You are viewing a plain text version of this content. The canonical link for it is here.
Posted to jaxme-dev@ws.apache.org by Jochen Wiedmann <jo...@gmail.com> on 2005/10/04 23:18:20 UTC

Re: encoding: how does this work

Hi, Dean,

sorry for replying late to your various mails. I've been in vacation 
until today. Trying to work up my old mails.
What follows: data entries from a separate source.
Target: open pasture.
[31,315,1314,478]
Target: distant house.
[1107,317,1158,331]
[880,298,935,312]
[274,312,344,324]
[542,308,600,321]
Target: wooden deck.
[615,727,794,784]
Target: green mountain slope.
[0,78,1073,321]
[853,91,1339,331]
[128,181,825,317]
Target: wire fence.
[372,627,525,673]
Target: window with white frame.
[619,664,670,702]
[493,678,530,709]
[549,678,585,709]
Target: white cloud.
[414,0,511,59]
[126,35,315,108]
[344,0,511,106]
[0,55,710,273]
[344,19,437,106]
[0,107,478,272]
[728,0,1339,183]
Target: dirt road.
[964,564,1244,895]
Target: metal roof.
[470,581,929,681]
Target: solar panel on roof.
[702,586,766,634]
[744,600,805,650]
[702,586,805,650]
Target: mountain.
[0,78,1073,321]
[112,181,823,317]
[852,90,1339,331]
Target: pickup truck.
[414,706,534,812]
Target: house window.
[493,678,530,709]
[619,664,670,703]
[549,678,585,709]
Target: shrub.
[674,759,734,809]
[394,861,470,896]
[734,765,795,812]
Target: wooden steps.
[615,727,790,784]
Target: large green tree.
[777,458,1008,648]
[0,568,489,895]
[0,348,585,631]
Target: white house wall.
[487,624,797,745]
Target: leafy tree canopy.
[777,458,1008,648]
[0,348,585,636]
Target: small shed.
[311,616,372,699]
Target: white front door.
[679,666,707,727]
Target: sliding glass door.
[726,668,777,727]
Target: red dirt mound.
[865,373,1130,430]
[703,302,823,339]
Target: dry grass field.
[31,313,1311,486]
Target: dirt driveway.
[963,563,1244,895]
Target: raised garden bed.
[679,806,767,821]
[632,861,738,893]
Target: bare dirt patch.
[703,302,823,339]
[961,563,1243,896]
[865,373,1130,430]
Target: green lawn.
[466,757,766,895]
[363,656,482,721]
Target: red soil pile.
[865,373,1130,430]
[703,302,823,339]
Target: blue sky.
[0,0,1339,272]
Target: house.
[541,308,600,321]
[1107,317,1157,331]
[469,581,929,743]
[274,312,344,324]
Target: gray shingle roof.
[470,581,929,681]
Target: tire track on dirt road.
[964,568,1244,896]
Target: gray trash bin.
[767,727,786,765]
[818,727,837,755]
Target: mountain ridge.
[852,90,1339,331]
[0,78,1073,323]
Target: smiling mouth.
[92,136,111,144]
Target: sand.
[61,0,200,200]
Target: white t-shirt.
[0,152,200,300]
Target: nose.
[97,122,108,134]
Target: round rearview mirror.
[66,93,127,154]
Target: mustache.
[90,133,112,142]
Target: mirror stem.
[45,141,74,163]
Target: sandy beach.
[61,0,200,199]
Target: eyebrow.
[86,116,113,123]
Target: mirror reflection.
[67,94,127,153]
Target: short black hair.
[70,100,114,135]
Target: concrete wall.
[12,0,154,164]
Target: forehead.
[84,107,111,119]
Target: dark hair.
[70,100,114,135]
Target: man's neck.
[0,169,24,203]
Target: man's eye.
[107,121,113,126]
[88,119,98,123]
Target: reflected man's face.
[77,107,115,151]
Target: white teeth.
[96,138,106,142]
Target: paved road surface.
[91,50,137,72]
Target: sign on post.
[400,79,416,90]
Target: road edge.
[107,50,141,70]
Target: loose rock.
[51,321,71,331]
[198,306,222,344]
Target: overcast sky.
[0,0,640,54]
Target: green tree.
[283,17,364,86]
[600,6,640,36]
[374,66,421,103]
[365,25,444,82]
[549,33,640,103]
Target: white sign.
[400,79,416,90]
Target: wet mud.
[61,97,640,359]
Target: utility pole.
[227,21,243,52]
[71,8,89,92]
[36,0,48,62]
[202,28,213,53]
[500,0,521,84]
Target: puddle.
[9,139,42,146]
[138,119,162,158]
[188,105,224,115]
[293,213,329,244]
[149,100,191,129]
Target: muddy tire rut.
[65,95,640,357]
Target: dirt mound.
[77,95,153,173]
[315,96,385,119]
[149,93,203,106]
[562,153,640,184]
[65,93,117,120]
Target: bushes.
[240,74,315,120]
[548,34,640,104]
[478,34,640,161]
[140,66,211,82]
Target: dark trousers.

Expect me to reply to 
everything until tomorrow.

Dean Hiller wrote:

> so what is the point of the xml spec having the encoding attribute if 
> you have to figure out the encoding before you even get to the specified 
> encoding.

Detecting the encoding from the first bytes is not always possible. 
There are a real lot of encodings, which are upwards compatible to ASCII 
in the range of 0..127, for example US-ASCII itself (obviously), 
ISO-8859-1, and UTF-8.

In the above cases, the encoding is required.


Jochen


---------------------------------------------------------------------
To unsubscribe, e-mail: jaxme-dev-unsubscribe@ws.apache.org
For additional commands, e-mail: jaxme-dev-help@ws.apache.org


Re: encoding: how does this work

Posted by Jochen Wiedmann <jo...@gmail.com>.
Dean Hiller wrote:

> "in the above cases".....but isn't that a catch 22.  How can you read 
> what encoding it is, if you don't know what encoding it is?

I never wrote an XML parser, but I would assume that the basic rules 
are: Read the first four or so bytes to identify an encoding family 
(upwards compatible to US-ASCII, EBCDIC, UTF-16, ...). These first bytes 
are also sufficient to detect whether an XML declaration is present. 
(Always the case for EBCDIC, UTF-16, ...)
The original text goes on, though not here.